Global and regional distributions of population as a function of annual average ambient PM2.5 concentration for the 10 most populous countries in 2013. Note: Plotted data reflect local smoothing of bin-width normalized distributions computed over 400 logarithmically spaced bins; equally sized plotted areas would reflect equal populations. Dashed vertical lines indicate World Health Organization Interim Targets (IT) and the Air Quality Guideline (AQG). (Source: Brauer, M., et al. (2016). Ambient air pollution exposure estimation for the global burden of disease 2013. Environmental Science & Technology, 50(1), 79–88. Figure 3)

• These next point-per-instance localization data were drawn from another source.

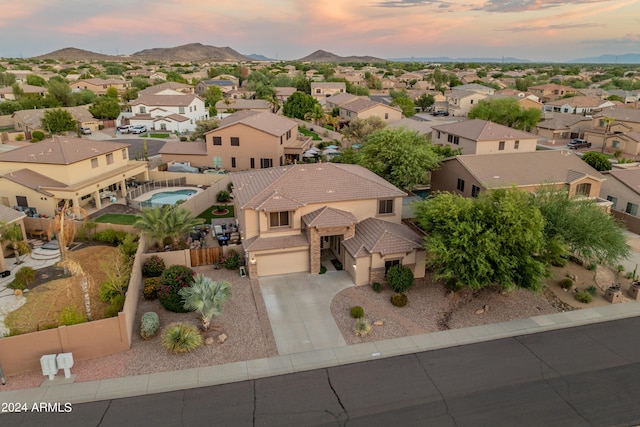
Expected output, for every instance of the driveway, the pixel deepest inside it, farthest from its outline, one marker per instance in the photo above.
(298, 305)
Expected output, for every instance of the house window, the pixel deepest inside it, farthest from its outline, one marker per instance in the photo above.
(583, 189)
(279, 219)
(385, 207)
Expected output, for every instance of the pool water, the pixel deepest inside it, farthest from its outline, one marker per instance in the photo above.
(168, 198)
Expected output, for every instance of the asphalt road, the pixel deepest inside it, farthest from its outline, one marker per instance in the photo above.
(584, 376)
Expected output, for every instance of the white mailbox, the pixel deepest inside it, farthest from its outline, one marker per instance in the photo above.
(65, 361)
(49, 365)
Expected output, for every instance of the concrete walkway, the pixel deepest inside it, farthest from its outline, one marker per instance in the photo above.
(299, 310)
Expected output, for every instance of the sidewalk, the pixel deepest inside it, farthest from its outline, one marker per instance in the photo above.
(61, 390)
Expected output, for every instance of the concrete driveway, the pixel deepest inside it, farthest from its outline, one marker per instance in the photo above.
(298, 305)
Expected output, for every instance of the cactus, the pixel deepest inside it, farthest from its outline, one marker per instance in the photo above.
(149, 325)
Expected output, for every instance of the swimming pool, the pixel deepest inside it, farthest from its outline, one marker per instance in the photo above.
(167, 198)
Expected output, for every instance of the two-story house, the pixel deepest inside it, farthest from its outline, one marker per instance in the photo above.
(37, 178)
(174, 113)
(483, 137)
(292, 218)
(468, 175)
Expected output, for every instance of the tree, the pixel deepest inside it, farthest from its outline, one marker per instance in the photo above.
(58, 121)
(598, 161)
(206, 297)
(494, 239)
(299, 104)
(399, 155)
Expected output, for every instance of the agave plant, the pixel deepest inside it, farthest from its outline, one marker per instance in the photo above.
(207, 297)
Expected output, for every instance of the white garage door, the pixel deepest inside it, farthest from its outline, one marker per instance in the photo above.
(291, 262)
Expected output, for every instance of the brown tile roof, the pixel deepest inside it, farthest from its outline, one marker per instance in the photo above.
(264, 121)
(329, 217)
(526, 169)
(61, 151)
(198, 148)
(309, 183)
(482, 130)
(374, 235)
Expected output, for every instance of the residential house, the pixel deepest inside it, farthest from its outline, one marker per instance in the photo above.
(320, 90)
(294, 218)
(37, 178)
(483, 137)
(173, 113)
(468, 175)
(100, 86)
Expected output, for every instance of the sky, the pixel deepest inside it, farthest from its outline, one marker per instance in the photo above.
(538, 30)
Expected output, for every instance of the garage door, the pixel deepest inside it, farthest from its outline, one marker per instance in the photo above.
(290, 262)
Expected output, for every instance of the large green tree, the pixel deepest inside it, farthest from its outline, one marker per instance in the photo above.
(399, 155)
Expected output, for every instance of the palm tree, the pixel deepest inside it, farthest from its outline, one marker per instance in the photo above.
(207, 297)
(12, 233)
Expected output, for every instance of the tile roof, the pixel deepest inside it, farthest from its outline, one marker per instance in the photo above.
(526, 169)
(61, 151)
(309, 183)
(482, 130)
(374, 235)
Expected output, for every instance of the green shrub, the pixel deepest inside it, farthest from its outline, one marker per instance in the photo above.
(399, 300)
(153, 267)
(357, 312)
(566, 283)
(400, 278)
(172, 280)
(23, 278)
(70, 316)
(584, 296)
(181, 338)
(149, 325)
(150, 291)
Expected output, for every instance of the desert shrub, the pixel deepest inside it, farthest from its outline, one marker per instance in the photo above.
(153, 267)
(566, 283)
(149, 325)
(357, 312)
(362, 327)
(399, 300)
(150, 291)
(400, 278)
(172, 280)
(181, 337)
(584, 296)
(71, 316)
(223, 196)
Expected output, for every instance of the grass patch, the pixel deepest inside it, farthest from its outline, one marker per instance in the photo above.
(307, 132)
(122, 219)
(208, 213)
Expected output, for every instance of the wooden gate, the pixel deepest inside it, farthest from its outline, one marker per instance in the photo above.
(205, 256)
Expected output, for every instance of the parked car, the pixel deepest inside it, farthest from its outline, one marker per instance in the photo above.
(138, 129)
(578, 143)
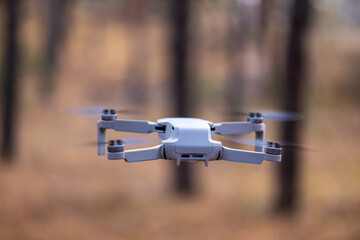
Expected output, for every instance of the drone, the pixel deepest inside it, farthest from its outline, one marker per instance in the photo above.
(187, 140)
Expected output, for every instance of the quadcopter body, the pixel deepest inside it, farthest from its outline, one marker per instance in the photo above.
(186, 139)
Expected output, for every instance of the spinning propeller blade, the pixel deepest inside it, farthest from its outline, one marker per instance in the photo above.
(254, 142)
(93, 110)
(276, 115)
(126, 141)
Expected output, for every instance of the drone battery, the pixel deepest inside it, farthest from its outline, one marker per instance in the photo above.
(116, 148)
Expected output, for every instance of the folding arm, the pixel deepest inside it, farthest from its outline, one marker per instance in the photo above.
(137, 126)
(137, 155)
(233, 128)
(238, 155)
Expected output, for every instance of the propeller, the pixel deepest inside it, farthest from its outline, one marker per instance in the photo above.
(274, 115)
(255, 142)
(127, 141)
(94, 110)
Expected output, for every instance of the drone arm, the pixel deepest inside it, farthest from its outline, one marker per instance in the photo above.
(144, 154)
(238, 155)
(137, 126)
(233, 128)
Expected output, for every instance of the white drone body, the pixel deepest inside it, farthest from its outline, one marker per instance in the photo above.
(186, 139)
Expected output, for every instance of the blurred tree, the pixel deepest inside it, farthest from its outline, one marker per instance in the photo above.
(55, 25)
(294, 101)
(237, 34)
(137, 18)
(180, 12)
(9, 79)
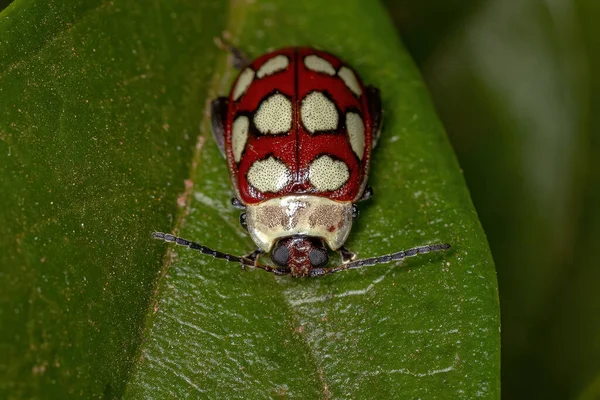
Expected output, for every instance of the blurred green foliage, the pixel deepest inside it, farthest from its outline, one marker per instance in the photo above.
(517, 86)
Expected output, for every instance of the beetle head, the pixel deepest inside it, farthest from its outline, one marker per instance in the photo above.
(298, 255)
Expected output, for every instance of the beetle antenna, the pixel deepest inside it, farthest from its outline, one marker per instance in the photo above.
(381, 259)
(202, 249)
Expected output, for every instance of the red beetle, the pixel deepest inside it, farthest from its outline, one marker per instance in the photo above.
(297, 131)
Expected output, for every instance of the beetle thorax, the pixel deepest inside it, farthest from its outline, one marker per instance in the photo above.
(299, 215)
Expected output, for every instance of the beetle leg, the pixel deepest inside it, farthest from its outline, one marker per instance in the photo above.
(381, 259)
(254, 255)
(167, 237)
(347, 255)
(374, 102)
(218, 111)
(240, 60)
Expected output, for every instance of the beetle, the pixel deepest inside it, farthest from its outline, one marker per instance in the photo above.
(297, 131)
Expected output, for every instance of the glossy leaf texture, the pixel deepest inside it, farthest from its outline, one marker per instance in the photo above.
(517, 85)
(106, 118)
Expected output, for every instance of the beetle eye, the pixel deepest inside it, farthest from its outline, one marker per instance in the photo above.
(281, 255)
(318, 257)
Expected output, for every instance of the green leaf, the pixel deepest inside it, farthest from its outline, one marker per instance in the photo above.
(99, 123)
(516, 87)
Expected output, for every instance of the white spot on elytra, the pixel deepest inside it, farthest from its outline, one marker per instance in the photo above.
(356, 133)
(274, 115)
(275, 64)
(243, 82)
(318, 64)
(318, 113)
(350, 80)
(270, 175)
(239, 136)
(327, 174)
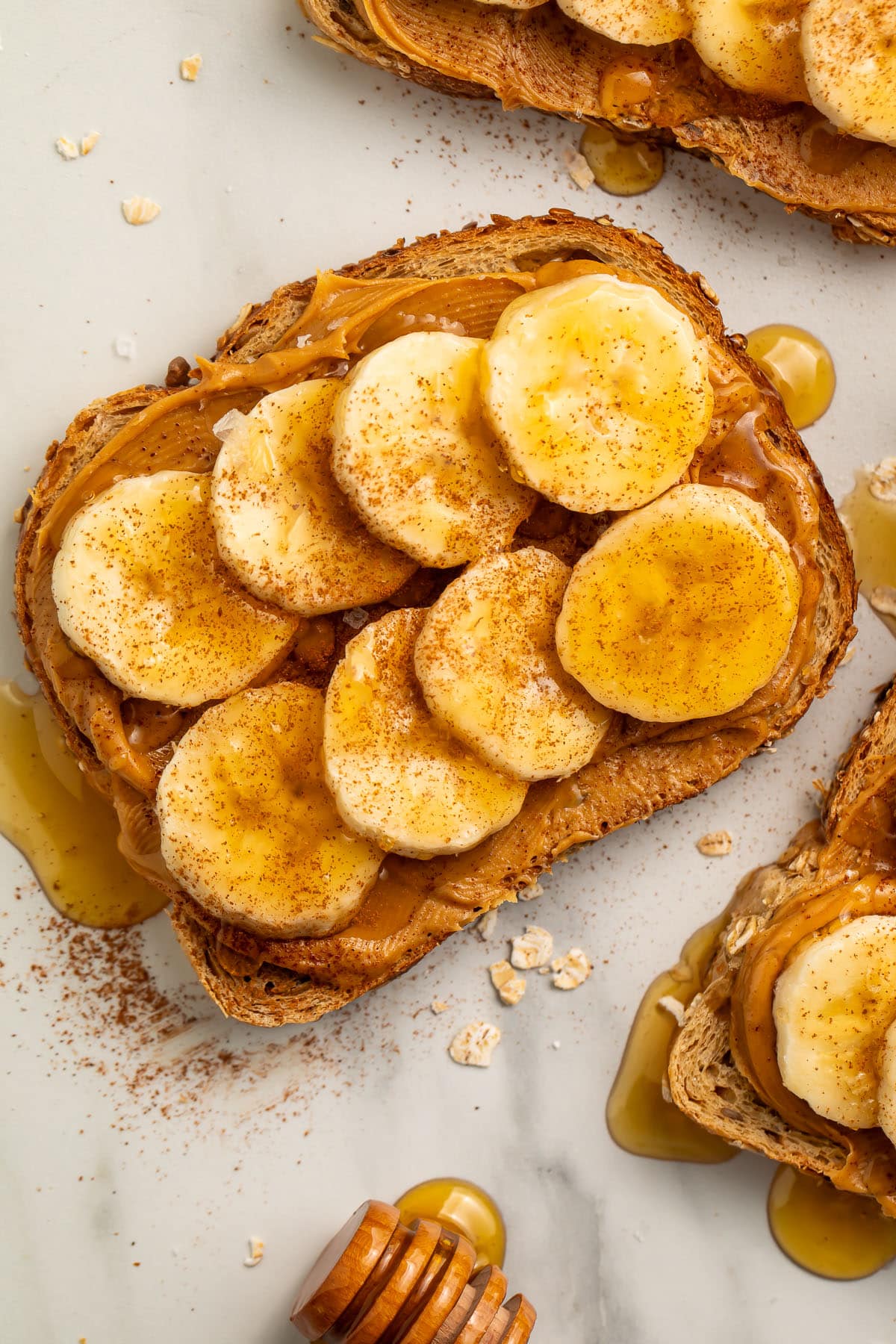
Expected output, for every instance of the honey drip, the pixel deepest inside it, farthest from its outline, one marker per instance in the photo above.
(461, 1207)
(641, 1117)
(798, 367)
(869, 517)
(829, 1231)
(620, 167)
(63, 827)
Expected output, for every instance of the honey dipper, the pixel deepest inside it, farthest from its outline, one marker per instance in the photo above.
(381, 1281)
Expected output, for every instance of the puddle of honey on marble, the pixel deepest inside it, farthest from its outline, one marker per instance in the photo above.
(60, 824)
(829, 1231)
(640, 1117)
(620, 167)
(461, 1207)
(869, 517)
(798, 367)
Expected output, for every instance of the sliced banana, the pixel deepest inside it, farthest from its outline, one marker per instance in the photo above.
(415, 457)
(849, 53)
(833, 1006)
(489, 670)
(645, 23)
(140, 589)
(281, 522)
(600, 391)
(753, 45)
(396, 774)
(682, 609)
(247, 824)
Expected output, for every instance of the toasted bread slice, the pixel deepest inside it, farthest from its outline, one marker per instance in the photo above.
(541, 60)
(703, 1077)
(272, 983)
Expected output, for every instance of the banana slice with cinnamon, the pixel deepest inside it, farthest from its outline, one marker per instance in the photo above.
(682, 609)
(140, 589)
(415, 456)
(247, 824)
(488, 665)
(598, 390)
(398, 776)
(281, 522)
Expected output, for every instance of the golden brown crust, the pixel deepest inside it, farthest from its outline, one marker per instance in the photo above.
(632, 784)
(703, 1077)
(744, 134)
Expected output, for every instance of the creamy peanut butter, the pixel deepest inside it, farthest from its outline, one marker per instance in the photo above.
(414, 903)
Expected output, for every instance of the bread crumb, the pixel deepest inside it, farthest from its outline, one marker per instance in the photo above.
(715, 844)
(255, 1251)
(532, 948)
(509, 987)
(673, 1006)
(140, 210)
(227, 423)
(883, 480)
(190, 67)
(576, 166)
(741, 933)
(474, 1045)
(883, 600)
(485, 925)
(571, 971)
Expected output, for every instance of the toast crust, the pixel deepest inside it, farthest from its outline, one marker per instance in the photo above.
(704, 1078)
(255, 981)
(541, 58)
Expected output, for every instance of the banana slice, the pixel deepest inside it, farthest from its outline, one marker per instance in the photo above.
(281, 522)
(139, 589)
(849, 52)
(247, 824)
(753, 45)
(415, 457)
(682, 609)
(645, 23)
(489, 670)
(396, 774)
(833, 1006)
(600, 391)
(887, 1085)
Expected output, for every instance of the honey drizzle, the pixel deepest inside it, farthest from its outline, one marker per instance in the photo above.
(60, 824)
(798, 367)
(620, 167)
(829, 1231)
(871, 526)
(641, 1116)
(461, 1207)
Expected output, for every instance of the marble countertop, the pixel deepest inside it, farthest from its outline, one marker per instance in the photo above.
(146, 1139)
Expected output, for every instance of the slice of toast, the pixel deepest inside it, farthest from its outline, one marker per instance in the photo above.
(541, 60)
(703, 1077)
(254, 980)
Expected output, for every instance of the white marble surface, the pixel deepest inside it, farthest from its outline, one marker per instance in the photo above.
(136, 1144)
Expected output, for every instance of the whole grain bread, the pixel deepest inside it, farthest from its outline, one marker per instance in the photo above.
(617, 791)
(703, 1077)
(541, 58)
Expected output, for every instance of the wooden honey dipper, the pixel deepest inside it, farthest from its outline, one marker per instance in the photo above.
(381, 1281)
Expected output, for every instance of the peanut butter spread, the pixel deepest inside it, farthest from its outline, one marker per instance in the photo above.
(414, 903)
(541, 58)
(852, 880)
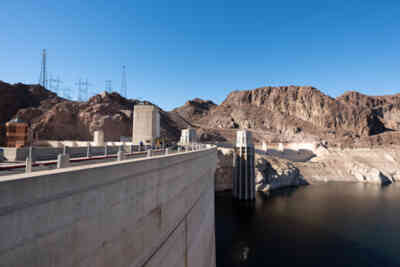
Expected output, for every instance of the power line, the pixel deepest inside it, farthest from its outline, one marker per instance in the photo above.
(82, 90)
(43, 70)
(124, 84)
(67, 93)
(108, 87)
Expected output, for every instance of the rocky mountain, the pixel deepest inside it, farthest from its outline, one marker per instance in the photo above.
(54, 118)
(294, 113)
(196, 109)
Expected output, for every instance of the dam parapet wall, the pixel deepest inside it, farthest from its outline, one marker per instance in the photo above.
(156, 211)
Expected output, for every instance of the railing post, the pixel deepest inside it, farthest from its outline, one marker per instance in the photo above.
(88, 150)
(63, 161)
(28, 165)
(31, 155)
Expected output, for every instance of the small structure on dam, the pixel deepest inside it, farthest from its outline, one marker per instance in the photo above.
(188, 136)
(243, 167)
(146, 125)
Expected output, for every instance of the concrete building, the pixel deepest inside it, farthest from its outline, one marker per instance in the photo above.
(16, 133)
(98, 138)
(188, 136)
(146, 125)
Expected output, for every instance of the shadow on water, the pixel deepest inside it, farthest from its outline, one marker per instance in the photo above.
(317, 225)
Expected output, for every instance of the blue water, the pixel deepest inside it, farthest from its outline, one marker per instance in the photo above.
(317, 225)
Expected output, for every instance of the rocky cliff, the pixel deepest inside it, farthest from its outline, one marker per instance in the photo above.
(300, 113)
(194, 110)
(54, 118)
(377, 165)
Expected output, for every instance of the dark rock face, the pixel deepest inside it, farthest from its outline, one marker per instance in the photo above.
(54, 118)
(195, 109)
(18, 96)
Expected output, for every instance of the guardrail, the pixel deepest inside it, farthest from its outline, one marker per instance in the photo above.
(63, 160)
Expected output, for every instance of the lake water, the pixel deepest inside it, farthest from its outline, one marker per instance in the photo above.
(336, 224)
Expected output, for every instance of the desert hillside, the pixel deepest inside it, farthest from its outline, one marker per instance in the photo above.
(54, 118)
(296, 113)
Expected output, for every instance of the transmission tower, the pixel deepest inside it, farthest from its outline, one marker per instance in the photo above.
(43, 71)
(124, 84)
(82, 90)
(54, 84)
(67, 93)
(108, 87)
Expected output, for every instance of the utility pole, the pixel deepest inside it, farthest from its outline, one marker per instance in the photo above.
(54, 84)
(43, 70)
(108, 87)
(124, 84)
(67, 93)
(82, 90)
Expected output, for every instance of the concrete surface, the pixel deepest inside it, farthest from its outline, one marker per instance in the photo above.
(155, 211)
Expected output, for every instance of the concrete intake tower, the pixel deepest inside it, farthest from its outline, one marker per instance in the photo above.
(243, 167)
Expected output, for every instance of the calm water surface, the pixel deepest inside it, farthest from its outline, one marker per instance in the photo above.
(317, 225)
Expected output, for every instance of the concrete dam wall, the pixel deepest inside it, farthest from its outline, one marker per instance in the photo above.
(157, 211)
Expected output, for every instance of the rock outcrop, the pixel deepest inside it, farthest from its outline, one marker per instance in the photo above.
(378, 165)
(275, 173)
(300, 113)
(54, 118)
(194, 110)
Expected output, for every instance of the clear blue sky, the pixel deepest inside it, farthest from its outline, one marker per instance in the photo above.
(178, 50)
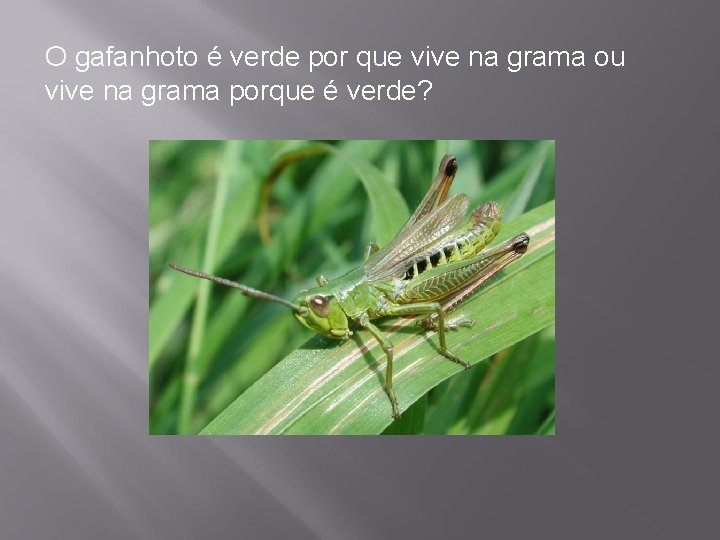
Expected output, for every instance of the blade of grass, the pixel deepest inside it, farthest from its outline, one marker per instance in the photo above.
(191, 377)
(326, 388)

From a policy perspective, these estimates offer a strong rationale for air quality control and are cautionary in their implications. The estimates of exposure globally describe a stratified target (Fig. 6.4): the high-income countries that have lowered air pollution concentrations over the last half century and the numerous low- and middle-income countries where air pollution has worsened with industrialization and vehicle numbers have increased rapidly. Additionally, many of these countries still face the added challenge of household air pollution, also a leading cause of premature mortality.

Research Needs

There is a robust body of evidence on the health effects of ambient air pollution, which has both acute and chronic consequences. Given the underlying mechanisms of injury and commonalities among pollution sources, the collective evidence should have general applicability to people around the world. Nonetheless, many nations still lack basic monitoring and air quality management, even as pollution levels have risen in recent decades. In motivating action, locally generated data are likely to be more powerful than the external evidence, particularly if from high-income countries. At the least, monitoring data are needed for PM2.5 and other pollutants if relevant to a particular place. Local research could use cross-sectional epidemiological designs, for example, of the respiratory health of school children, and time-series studies of morbidity (e.g., hospitalization counts) and mortality. The Health Effects Institute in the United States has supported time-series studies of air pollution in multiple Asian countries through its Public Health and Air Pollution in Asia (PAPA) Project (Public Health and Air pollution in Asia (PAPA), 2010). The Global Burden of Disease estimates provide a valuable starting point for priority setting around ambient air pollution as a public health issue. The Health Effects Institute has made this information available in a useful form through its State of Global Air/2019 (https://www.stateofglobalair.org/).

Summary and Conclusions

Ambient air pollution is a well-documented threat to global health. Through man’s expanding use of fossil fuels for manufacturing, vehicles, and power generation, the numbers of people exposed to risky levels of air pollution has increased progressively; some are exposed at levels historically associated with evident excess mortality. Ambient air pollution now affects large swathes of the world, as contaminated air crosses national boundaries and moves globally. Of course, greenhouse gases represent another form of global pollution. The evidence is sufficiently certain and the burden of disease sufficiently large to motivate action at national and global levels. Evidence-driven regulations have had substantial impact on air quality in the United States and elsewhere, driving down levels of the most prominent pollutants (Fig. 6.3). Unfortunately, in many low- and middle-income countries, outdoor air pollution is a rising problem consequent to population growth, industrialization, and increasing numbers of vehicles—and, in too many countries, insufficient attention to air quality management and regulation. Control of greenhouse gases has the co-benefit of reducing ambient air pollution.